24 February

Dumpstergate: Owning Up To Myself

by Jon Katz
Owning Yourself

 

Whenever there is a miscommunications like the one that swirled around the arrival of the dumpster last week, I pause. Communicating is important to a writer and where there is a misunderstanding as large as that one – it was substantial and surprising, if not that significant – I like to go back and wonder what happened. My business is to communicate clearly and well and I take that seriously.

I suspect the dumpster affair was in part about anger, mine. I carry a lot of anger in me, and most of the time it bubbles along out of sight, slumbering, waiting for something to come alone and wake it up.  I am learning – slowly and the hard way – that when there is unacknowledged anger in me, anger from the outside world will find me. It was finding me. Last week I got a letter from my health insurance company promising to cancel my insurance if I didn’t submit a form in several days. As no one had ever requested the form, I was upset at the kind of violation that sometimes occurs when dealing with remote corporations. Then an accountant at a publishing house seemed to renege on an understanding about a travel plan, and I was further irritated. Finally a group asking me to speak demanded that I appear in a suit and tie, as they were worried somebody living on a farm might show up in dirty or smelly clothes.  I was not comfortable with that (years ago I gave away my suits and burned my ties in my backyard, swearing never to wear one again.) request, to say the least. I took offense.

The next day I wrote that I was getting a dumpster and I was suddenly flooded with messages urging me to recycle, lecturing me on the existence of poor people, and advising me that charities like libraries and the Salvation Army could use my stuff. Took some more offense. After a bit, it occurred to me that something was off, something was wrong. Was I off kilter, angry? Yes. As the presidential candidates demonstrate almost daily, anger breeds anger, not understanding. I did the work I am learning to do, moved along and got to a better place. I saw what was happening, and the only part I could really deal with was my own.

Today, a few days later, I see things in a different way. I need to own up to the anger and deal with it privately. I am not seeking sainthood or political office. It is sometimes healthy – even necessary – to be angry and express anger. To speak up for yourself. To set boundaries. I do not know of a healthy relationship in which some anger does not exist. It can be cleansing, and protective.

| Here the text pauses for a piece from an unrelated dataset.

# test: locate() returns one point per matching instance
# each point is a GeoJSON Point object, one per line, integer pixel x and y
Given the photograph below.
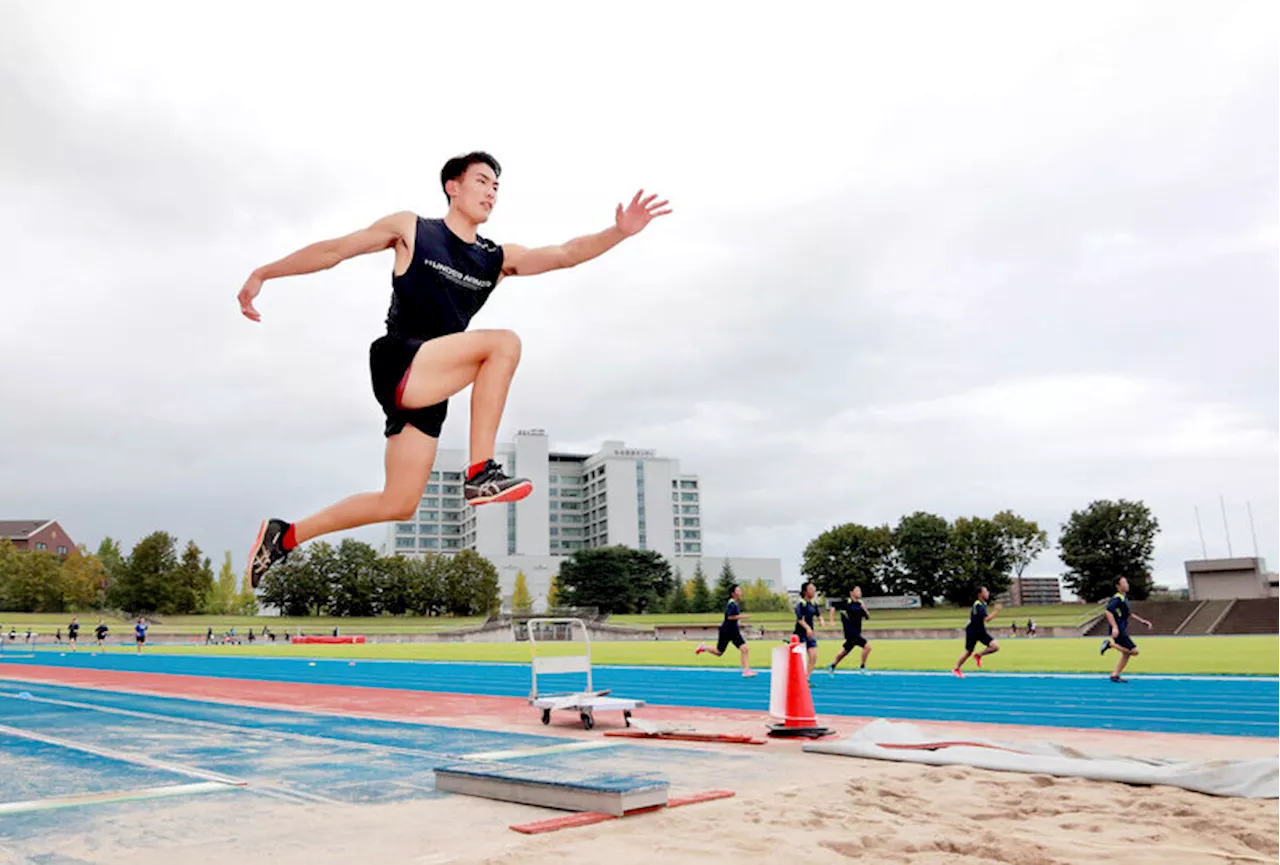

By week’s end, the forms were on the way to the insurance company. The account apologized for the misunderstanding. The group said they would not mention my dress again. The dumpster was filling up with junk, and the readers of my blog seemed to understand that Maria and I could handle our own garbage in a responsible way, perhaps because I chose to communicate more clearly about it.

Garbage is different from baggage. People have to make their own decisions when communications fail. And many of the messages were surprising in their invasive gall and presumptuousness. But I am learning to own up to who I am, which is my job, and that includes a good deal of anger that I will work to release. Everybody else will have to reach their own conclusions. We are all responsible for the things we say and write. I am grateful for anger, really, because it has helped me take care of myself along the way.   And I guess this new world, this blog, this new environment we have is a relationship, too.